HD 121474

Observation data Epoch J2000.0 Equinox J2000.0
- Constellation: Centaurus
- Right ascension: 13^{h} 57^{m} 38.88358^{s}
- Declination: −63° 41′ 12.1139″
- Apparent magnitude (V): 4.701

Characteristics
- Evolutionary stage: red giant branch
- Spectral type: K1.5IIIb:
- B−V color index: +1.101

Astrometry
- Radial velocity (R_{v}): +21.86±0.12 km/s
- Proper motion (μ): RA: −40.640 mas/yr Dec.: −33.433 mas/yr
- Parallax (π): 15.2855±0.0804 mas
- Distance: 213 ± 1 ly (65.4 ± 0.3 pc)
- Absolute magnitude (M_{V}): +0.67

Details
- Mass: 2.70±0.04 M_{☉}
- Radius: 11.9±0.2 R_{☉}
- Luminosity: 65.2±0.6 L_{☉}
- Surface gravity (log g): 2.75 cgs
- Temperature: 4,753±4 K
- Metallicity [Fe/H]: −0.01 dex
- Age: 502 Myr
- Other designations: CPD−63°3070, FK5 514, HD 121474, HIP 68191, HR 5241, SAO 252531

Database references
- SIMBAD: data

= HD 121474 =

Single star in the constellation Centaurus

HD 121474 is a single star in the southern constellation of Centaurus, near the southern constellation border with Circinus.
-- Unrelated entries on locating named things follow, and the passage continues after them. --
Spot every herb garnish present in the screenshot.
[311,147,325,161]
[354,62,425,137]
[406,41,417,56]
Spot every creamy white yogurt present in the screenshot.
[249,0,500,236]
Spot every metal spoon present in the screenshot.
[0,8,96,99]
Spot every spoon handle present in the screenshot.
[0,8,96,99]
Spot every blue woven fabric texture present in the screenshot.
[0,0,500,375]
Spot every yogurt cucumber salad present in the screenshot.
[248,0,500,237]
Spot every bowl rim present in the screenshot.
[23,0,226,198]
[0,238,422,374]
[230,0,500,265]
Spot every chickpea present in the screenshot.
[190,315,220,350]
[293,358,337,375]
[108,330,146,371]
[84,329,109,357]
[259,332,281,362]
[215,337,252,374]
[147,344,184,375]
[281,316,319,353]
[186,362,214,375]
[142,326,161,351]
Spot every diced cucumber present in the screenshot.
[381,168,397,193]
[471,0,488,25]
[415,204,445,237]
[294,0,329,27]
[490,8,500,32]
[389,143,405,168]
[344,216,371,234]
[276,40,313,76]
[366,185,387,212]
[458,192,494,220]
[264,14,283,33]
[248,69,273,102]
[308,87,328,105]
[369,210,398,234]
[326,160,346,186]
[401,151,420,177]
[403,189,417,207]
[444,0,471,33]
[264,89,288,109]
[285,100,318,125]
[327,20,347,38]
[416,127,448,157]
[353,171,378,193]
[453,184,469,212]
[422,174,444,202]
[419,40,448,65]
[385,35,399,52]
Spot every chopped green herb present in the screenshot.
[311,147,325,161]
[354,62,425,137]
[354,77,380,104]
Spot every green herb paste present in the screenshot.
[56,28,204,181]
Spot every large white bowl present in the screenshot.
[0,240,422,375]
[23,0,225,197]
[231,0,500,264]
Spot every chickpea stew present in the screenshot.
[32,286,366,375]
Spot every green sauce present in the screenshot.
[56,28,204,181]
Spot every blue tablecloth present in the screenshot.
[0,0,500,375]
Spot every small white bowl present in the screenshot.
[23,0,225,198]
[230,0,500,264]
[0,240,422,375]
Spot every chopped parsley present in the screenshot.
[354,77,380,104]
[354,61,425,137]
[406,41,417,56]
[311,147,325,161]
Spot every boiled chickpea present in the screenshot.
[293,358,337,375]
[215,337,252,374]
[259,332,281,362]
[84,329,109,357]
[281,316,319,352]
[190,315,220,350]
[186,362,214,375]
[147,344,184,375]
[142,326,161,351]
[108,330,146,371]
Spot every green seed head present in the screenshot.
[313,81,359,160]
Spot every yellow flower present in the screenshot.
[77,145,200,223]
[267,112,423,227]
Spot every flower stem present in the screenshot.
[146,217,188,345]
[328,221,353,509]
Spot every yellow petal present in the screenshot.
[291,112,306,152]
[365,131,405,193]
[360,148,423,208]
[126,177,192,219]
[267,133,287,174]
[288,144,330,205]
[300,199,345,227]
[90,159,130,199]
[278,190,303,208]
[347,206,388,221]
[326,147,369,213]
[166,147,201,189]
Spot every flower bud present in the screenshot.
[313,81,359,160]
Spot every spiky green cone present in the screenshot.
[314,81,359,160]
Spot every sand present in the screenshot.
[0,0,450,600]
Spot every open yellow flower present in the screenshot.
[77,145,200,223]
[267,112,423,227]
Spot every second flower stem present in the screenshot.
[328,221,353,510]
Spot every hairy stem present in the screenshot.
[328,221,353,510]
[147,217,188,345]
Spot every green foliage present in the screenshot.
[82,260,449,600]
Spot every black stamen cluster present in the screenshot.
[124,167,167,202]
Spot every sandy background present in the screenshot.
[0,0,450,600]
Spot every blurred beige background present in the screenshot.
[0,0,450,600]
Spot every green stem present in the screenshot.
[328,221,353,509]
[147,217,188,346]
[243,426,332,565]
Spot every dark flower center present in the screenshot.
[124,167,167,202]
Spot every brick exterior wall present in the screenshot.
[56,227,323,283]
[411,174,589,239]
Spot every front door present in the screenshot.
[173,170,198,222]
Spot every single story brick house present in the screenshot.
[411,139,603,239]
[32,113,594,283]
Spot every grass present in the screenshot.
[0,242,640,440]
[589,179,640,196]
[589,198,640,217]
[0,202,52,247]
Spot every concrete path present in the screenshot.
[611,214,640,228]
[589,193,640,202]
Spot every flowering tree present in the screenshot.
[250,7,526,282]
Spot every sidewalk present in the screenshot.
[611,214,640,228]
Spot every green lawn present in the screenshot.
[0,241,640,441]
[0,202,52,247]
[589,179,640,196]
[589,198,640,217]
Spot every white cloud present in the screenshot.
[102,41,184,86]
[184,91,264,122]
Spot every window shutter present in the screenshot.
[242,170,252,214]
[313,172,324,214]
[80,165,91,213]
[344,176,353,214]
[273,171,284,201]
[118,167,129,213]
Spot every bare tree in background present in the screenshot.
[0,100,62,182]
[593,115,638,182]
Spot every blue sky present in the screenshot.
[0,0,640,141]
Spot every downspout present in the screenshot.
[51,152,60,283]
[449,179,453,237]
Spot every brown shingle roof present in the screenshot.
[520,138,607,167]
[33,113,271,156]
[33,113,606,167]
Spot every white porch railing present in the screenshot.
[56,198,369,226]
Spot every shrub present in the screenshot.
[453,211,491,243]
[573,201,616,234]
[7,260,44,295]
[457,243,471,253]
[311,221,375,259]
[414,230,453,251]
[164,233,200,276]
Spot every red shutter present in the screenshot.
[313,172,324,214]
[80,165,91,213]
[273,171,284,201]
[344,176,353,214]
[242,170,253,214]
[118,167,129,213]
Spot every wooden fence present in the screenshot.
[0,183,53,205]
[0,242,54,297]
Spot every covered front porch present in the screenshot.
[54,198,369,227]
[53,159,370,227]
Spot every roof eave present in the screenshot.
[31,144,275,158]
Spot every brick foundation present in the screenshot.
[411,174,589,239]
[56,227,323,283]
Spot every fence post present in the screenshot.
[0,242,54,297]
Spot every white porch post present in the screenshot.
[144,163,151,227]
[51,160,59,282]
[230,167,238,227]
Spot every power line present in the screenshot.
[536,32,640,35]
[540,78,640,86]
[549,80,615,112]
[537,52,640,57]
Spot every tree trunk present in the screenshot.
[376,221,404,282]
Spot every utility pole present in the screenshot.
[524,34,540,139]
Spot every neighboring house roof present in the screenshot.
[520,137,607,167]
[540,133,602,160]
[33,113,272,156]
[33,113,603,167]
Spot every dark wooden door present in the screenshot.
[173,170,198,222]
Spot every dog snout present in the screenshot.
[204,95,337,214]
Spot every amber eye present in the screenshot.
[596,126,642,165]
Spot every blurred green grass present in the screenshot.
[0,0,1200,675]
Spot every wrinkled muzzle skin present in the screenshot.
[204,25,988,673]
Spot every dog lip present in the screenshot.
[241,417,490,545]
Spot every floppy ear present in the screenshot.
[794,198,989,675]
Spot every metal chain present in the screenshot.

It is an orange-hued star and is faintly visible to the naked eye with an apparent visual magnitude of 4.70. This object is located at a distance of approximately 213 light years based on parallax, and it has an absolute magnitude of 0.67. It is drifting further away from the Sun with a radial velocity of +22 km/s.

This is an aging giant star with a stellar classification of K1.5IIIb:, having exhausted the supply of hydrogen at its core then cooled and expanded off the main sequence. At present it has 12 times the girth of the Sun, with a near-solar metallicity of −0.01. The star is radiating 65 times the luminosity of the Sun from its enlarged photosphere at an effective temperature of ±4,753 K.